医療崩壊の危機に瀕している旧東ドイツ、ザクセン州

ドイツは昨日からシャットダウン措置に入ったが、この日1日で何と952人の死者が確認された。この数はこれまでよりも突出して多く、もはや完全に制御不能の状態になりつつある。その中でも既に医療崩壊しているのではないかと思われる程、危機的な状況に瀕しているのが旧東ドイツ、ザクセン州である。

現時点でザクセン州の10万人あたりの新規感染者数は平均で400を超えており、ドイツ全体の平均の倍以上である。特にバウツェン、ゲルリッツあたりのチェコとの国境沿いは600を超えており、もはや完全に感染爆発している事が窺える。

更にゲルリッツ近郊のツィッタウと呼ばれる自治体の医師は、とあるオンラインフォーラムで既に事実上のトリアージを実施する必要があったと述べた。病院側は公式にこれを否定しているが、事態がもはや制御不能になっている事は疑いのない事実であり、インタビューに応じるザクセン州首相のクレッチマーは見るからに憔悴し切っている。

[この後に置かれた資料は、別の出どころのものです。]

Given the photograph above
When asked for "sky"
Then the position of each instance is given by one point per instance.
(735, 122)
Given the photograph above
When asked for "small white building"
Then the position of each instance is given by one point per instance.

これまで、ドイツのコロナ、ホットスポットは南部のバイエルン州、バーデン・ヴュルテンベルク州、或いは西部のノルトライン・ヴェストファーレン州が中心であり、旧東ドイツの州はそれ程酷くないとされてきた。日本ではこれはBCG接種の有無による可能性があるなどと実しやかに噂されていたが、少なくともドイツに関してはこれは全く当てはまらない。

そして現状このザクセン州の最大の問題とされているのが、人々の動きが思った程減っていない事である。実はザクセン州はメルケルが今週ドイツ全土に発表したよりも早く、シャットダウンの措置を州独自で既に実施していた。にも関わらずロベルト・コッホ研究所によるとザクセン州の人出はドイツ全土で未だに最も多い。要するに州民がルールを守っていないのだ。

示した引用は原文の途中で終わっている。